Gli ultimi sviluppi a Bruxelles in tema di PAC preoccupano non poco il settore del biologico europeo.
A lanciare l’allarme, la Coalizione Cambiamo Agricoltura, un’organizzazione agro-ambientalista europea in Italia rappresentata da Associazione Medici per l’ambiente, Aiab, Associazione agricoltura biodinamica, FAI, Federbio, Legambiente, Lipu, Pronatura e Wwf.
La denuncia è chiara: “Il Parlamento europeo rischia di fermare il processo del Green Deal e i suoi obiettivi a causa di un accordo preso tra le maggiori forze politiche del Parlamento UE – Partito Popolare Europeo (PPE), i Socialisti e Democratici (S&D) e Renew Europe – sulla riforma della PAC. Un agreement in palese contrasto con le Strategie Farm to Fork e Biodiversità 2030 oltre che una resa incondizionata alle grandi lobby dell’agricoltura avvelenata”.
Tra le proposte più dannose concordate – secondo la Coalizione – c’è quella di non concedere spazio reale alla natura nelle aziende agricole e di fissare l’obiettivo di almeno il 10% aree per la tutela della biodiversità, attraverso la creazione di stagni, siepi e piccole zone umide, come prevede la Strategia UE Biodiversità 2030. L’accordo adottato dai partiti, infatti, permetterebbe di continuare a drenare le torbiere, una fonte massiccia di carbonio responsabile del 25% di tutte le emissioni di gas serra agricole dell’UE e il 5% di tutte le emissioni di gas serra in Europa. Inoltre, con l’accordo si vorrebbe rimuovere il divieto di arare e convertire i prati permanenti nei siti Natura 2000, che sono aree protette ai sensi delle direttive comunitarie.
Un pericolo, percepito anche dal presidente di IFOAM (organizzazione UE per l’alimentazione e l’agricoltura biologica), Jan Plagge, che ha tentato in extremis di porre rimedio con una lettera aperta all’Europarlamento, inviata prima del voto in sessione plenaria di oggi, martedì 20 ottobre.
“Il movimento biologico – si legge nella missiva – sostiene pienamente gli obiettivi delle strategie Farm to Fork e Biodiversity per ridurre l’uso di pesticidi, fertilizzanti e antibiotici in agricoltura e raggiungere il 25% dei terreni agricoli dell’UE in agricoltura biologica entro il 2030″. In tal senso, secondo Plagge, la PAC è una politica pubblica cruciale, con indicazioni precise all’interno del regolamento (ad esempio negli articoli 6, 92, 97 e nell’Allegato XI) e dovrebbe portare gli Stati membri e le parti interessate di fare pieno uso di un movimento consolidato e dinamico per rendere trasparente ed efficace la transizione verso sistemi alimentari sostenibile.

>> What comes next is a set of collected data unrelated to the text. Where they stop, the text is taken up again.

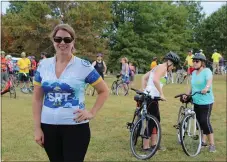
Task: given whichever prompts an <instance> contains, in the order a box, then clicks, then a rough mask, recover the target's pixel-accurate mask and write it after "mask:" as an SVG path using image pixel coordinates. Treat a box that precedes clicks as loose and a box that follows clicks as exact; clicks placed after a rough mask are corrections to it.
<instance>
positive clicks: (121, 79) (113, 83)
mask: <svg viewBox="0 0 227 162" xmlns="http://www.w3.org/2000/svg"><path fill="white" fill-rule="evenodd" d="M116 78H117V80H115V81H113V83H112V86H111V94H113V95H117V96H126V95H127V94H128V90H129V86H128V84H127V83H125V82H124V81H123V80H122V78H121V74H118V75H117V76H116Z"/></svg>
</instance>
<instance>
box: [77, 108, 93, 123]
mask: <svg viewBox="0 0 227 162" xmlns="http://www.w3.org/2000/svg"><path fill="white" fill-rule="evenodd" d="M74 114H77V115H76V117H75V118H73V120H76V121H77V122H81V121H83V120H91V119H92V118H93V117H94V115H93V114H92V113H91V112H90V111H87V110H81V109H78V110H76V111H75V112H74Z"/></svg>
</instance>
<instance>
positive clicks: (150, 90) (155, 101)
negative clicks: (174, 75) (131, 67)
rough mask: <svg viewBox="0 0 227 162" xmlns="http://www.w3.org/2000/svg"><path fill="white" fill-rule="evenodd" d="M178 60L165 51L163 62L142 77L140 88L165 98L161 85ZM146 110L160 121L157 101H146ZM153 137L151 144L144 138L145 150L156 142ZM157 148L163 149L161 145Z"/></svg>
mask: <svg viewBox="0 0 227 162" xmlns="http://www.w3.org/2000/svg"><path fill="white" fill-rule="evenodd" d="M179 62H180V58H179V56H178V55H177V54H176V53H174V52H171V51H170V52H169V53H167V54H166V55H165V57H164V62H163V63H162V64H159V65H158V66H156V67H155V68H154V69H152V70H150V71H149V72H147V73H146V74H145V75H144V76H143V77H142V89H143V90H144V93H147V92H149V94H150V95H151V96H154V97H156V96H157V97H161V98H162V100H166V99H165V96H164V93H163V91H162V87H163V85H164V84H166V82H167V72H170V71H171V70H173V68H174V66H176V65H177V64H179ZM147 111H148V113H150V114H151V115H154V116H155V117H156V118H157V119H158V121H159V122H160V112H159V104H158V102H157V101H152V102H151V103H148V107H147ZM151 129H153V128H151ZM149 132H151V131H149ZM150 135H151V134H150ZM150 135H149V136H150ZM155 139H156V135H155V134H152V135H151V141H152V142H151V146H150V144H149V141H150V140H149V139H144V142H143V149H145V150H147V149H149V148H152V146H154V145H156V143H154V141H156V140H155ZM159 149H161V150H164V148H163V147H162V148H159Z"/></svg>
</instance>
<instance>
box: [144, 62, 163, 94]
mask: <svg viewBox="0 0 227 162" xmlns="http://www.w3.org/2000/svg"><path fill="white" fill-rule="evenodd" d="M157 67H158V66H156V67H155V68H154V69H152V70H151V71H150V75H149V79H148V82H147V86H146V88H145V90H144V93H147V91H148V92H149V94H150V95H151V96H154V97H158V96H160V93H159V91H158V90H157V88H156V87H155V85H154V82H153V77H154V72H155V70H156V69H157ZM166 81H167V72H166V74H165V76H164V77H161V78H160V86H161V88H162V87H163V85H165V84H166Z"/></svg>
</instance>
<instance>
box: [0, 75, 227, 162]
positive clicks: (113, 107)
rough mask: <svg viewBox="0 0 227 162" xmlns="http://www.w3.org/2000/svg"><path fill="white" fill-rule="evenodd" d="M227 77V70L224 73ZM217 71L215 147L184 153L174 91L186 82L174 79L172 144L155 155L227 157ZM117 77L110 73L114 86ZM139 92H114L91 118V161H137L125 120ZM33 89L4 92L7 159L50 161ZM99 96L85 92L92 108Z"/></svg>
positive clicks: (168, 102)
mask: <svg viewBox="0 0 227 162" xmlns="http://www.w3.org/2000/svg"><path fill="white" fill-rule="evenodd" d="M225 77H226V76H225ZM225 77H224V76H215V78H214V83H213V91H214V95H215V103H214V106H213V110H212V114H211V122H212V126H213V129H214V136H215V142H216V149H217V152H216V153H209V152H208V150H207V149H203V150H202V151H201V153H200V154H199V155H198V156H197V157H195V158H192V157H188V156H186V155H185V154H184V152H183V150H182V148H181V145H179V144H177V138H176V130H175V128H173V125H174V124H175V122H176V119H177V113H178V108H179V106H180V105H181V103H180V102H179V100H177V99H174V98H173V96H174V95H176V94H179V93H182V92H185V91H186V89H187V85H186V84H183V85H176V84H170V85H167V86H165V87H164V93H165V97H166V99H167V101H166V102H160V113H161V127H162V144H163V145H164V146H165V147H166V148H167V150H166V151H164V152H160V151H159V152H157V153H156V155H155V156H153V157H152V158H151V159H150V161H226V80H225ZM113 80H114V78H106V81H107V83H108V86H109V87H110V85H111V83H112V82H113ZM140 80H141V76H139V75H138V76H137V77H136V80H135V88H140ZM134 94H135V93H134V92H132V91H131V92H130V94H129V96H126V97H118V96H110V97H109V98H108V100H107V102H106V103H105V105H104V107H103V108H102V109H101V110H100V112H99V113H98V114H97V116H96V118H95V119H93V120H92V121H91V122H90V127H91V135H92V137H91V141H90V145H89V148H88V152H87V154H86V158H85V160H86V161H137V159H136V158H134V156H133V155H132V154H131V152H130V148H129V131H128V129H126V122H129V121H131V119H132V115H133V111H134V109H135V105H136V103H135V102H134V101H133V95H134ZM31 98H32V97H31V95H25V94H22V93H21V92H19V91H18V92H17V99H10V98H9V94H5V95H4V96H2V160H4V161H44V160H45V161H47V160H48V157H47V155H46V153H45V151H44V149H42V148H41V147H39V146H38V145H37V144H36V143H35V141H34V137H33V119H32V101H31ZM94 102H95V97H91V96H87V97H86V107H87V108H88V109H90V108H91V107H92V104H94Z"/></svg>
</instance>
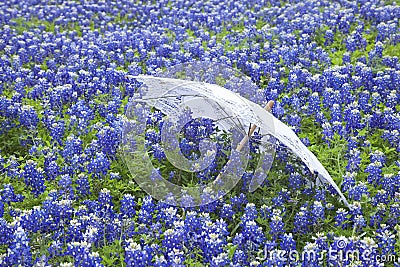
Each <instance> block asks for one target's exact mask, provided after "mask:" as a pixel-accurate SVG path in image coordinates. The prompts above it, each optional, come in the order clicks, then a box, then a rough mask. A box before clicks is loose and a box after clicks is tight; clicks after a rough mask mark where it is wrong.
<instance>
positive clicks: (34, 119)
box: [19, 105, 39, 128]
mask: <svg viewBox="0 0 400 267" xmlns="http://www.w3.org/2000/svg"><path fill="white" fill-rule="evenodd" d="M19 121H20V123H21V124H22V125H23V126H25V127H28V128H31V127H36V125H37V124H38V123H39V118H38V115H37V114H36V111H35V109H34V108H33V107H31V106H27V105H24V106H22V107H21V111H20V115H19Z"/></svg>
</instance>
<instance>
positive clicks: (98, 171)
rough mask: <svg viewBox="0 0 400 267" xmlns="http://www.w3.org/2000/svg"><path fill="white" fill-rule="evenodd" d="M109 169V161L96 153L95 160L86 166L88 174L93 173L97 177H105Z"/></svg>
mask: <svg viewBox="0 0 400 267" xmlns="http://www.w3.org/2000/svg"><path fill="white" fill-rule="evenodd" d="M109 169H110V160H109V159H108V158H107V157H106V155H105V154H104V153H102V152H97V153H96V156H95V158H93V159H92V160H91V161H90V162H89V164H88V165H87V170H88V172H89V173H93V174H94V175H96V176H97V177H101V176H105V175H106V174H107V172H108V170H109Z"/></svg>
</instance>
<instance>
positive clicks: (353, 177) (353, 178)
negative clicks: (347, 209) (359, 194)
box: [342, 172, 356, 192]
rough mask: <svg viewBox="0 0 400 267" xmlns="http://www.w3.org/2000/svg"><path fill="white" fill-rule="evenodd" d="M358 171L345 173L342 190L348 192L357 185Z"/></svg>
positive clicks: (345, 191)
mask: <svg viewBox="0 0 400 267" xmlns="http://www.w3.org/2000/svg"><path fill="white" fill-rule="evenodd" d="M355 176H356V173H354V172H352V173H351V172H346V174H345V175H343V182H342V191H343V192H347V191H348V190H349V189H350V188H352V187H354V186H355V185H356V180H355Z"/></svg>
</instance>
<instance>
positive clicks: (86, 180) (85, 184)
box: [75, 173, 90, 196]
mask: <svg viewBox="0 0 400 267" xmlns="http://www.w3.org/2000/svg"><path fill="white" fill-rule="evenodd" d="M75 184H76V191H77V193H78V194H79V195H81V196H86V195H89V194H90V184H89V180H88V177H87V175H86V174H84V173H80V174H78V178H77V179H76V181H75Z"/></svg>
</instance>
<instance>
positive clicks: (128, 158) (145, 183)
mask: <svg viewBox="0 0 400 267" xmlns="http://www.w3.org/2000/svg"><path fill="white" fill-rule="evenodd" d="M137 80H138V81H139V82H141V83H143V84H142V86H141V87H140V89H139V90H138V92H137V94H136V95H135V97H133V98H132V99H130V102H129V103H128V105H127V109H126V118H127V120H126V121H125V123H124V127H123V133H122V142H121V144H122V151H123V156H124V159H125V161H126V164H127V166H128V168H129V170H130V172H131V174H132V176H133V178H134V179H135V181H136V182H137V183H138V184H139V186H140V187H141V188H142V189H143V190H144V191H145V192H147V193H148V194H150V195H151V196H152V197H153V198H155V199H157V200H161V201H164V202H167V203H169V204H172V205H176V206H183V207H193V206H200V205H205V204H209V203H211V202H213V201H216V200H218V199H220V198H221V197H223V196H224V195H225V194H227V193H228V192H229V191H230V190H232V189H233V188H234V187H235V185H236V184H237V183H238V182H239V181H240V179H241V178H242V176H243V174H249V173H251V175H250V176H251V179H250V180H249V182H248V184H247V189H248V190H249V191H254V190H256V189H257V188H258V187H259V186H260V185H261V184H262V183H263V181H264V180H265V179H266V176H267V174H268V172H269V169H270V167H271V165H272V162H273V159H274V154H275V139H274V138H273V137H272V136H271V135H270V133H271V132H274V123H273V120H272V117H271V116H266V115H268V113H267V112H268V111H266V110H264V109H263V108H262V106H261V105H265V104H266V103H265V101H264V95H263V94H262V93H261V92H260V90H259V88H258V87H257V85H255V84H254V83H253V82H252V81H251V80H250V79H249V78H248V77H247V76H246V75H244V74H243V73H241V72H239V71H238V70H235V69H233V68H230V67H228V66H226V65H224V64H219V63H214V62H193V63H187V64H181V65H176V66H173V67H170V68H168V70H167V71H165V72H163V73H160V74H158V75H156V76H138V77H137ZM270 107H271V106H268V105H267V106H266V108H267V109H268V108H270ZM251 136H255V137H254V138H253V139H251V138H252V137H251ZM250 139H251V142H250ZM250 143H251V144H250ZM157 160H159V161H160V162H161V164H158V163H157ZM250 165H251V166H250ZM249 167H251V168H249ZM182 181H183V182H182ZM179 182H181V184H179ZM184 183H186V184H184Z"/></svg>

È evidente che tale transizione non può essere a carico dei soli consumatori: “I piani strategici devono sostenere questi obiettivi a favore di una agricoltura biologica e agro-ecologica attraverso entrambi i pilastri della PAC. La conversione e i pagamenti di mantenimento giocano un ruolo cruciale per rendere questo approccio del sistema biologico competitivo per gli agricoltori”.
“Gli agricoltori biologici – conclude Plagge – temono che la flessibilità concessa agli Stati membri nell’attuale progetto di regolamento conduca a ridimensionare gli obiettivi intermedi di conversione al bio. Per garantire una certa omogeneità di approccio, tutti gli Stati membri dovrebbero essere obbligati a includere nei loro piani strategici della PAC un’analisi delle esigenze del settore e del potenziale di ulteriore sviluppo attraverso il sostegno politico (ENVI articolo 13 A), al fianco dell’obiettivo nazionale per aumentare la quota di terreno agricolo in gestione biologica”.
La questione è seria e delicata, speriamo che dopo il voto di oggi l’allarme rientri, per non dover parlare dell’ennesima opportunità persa per il settore.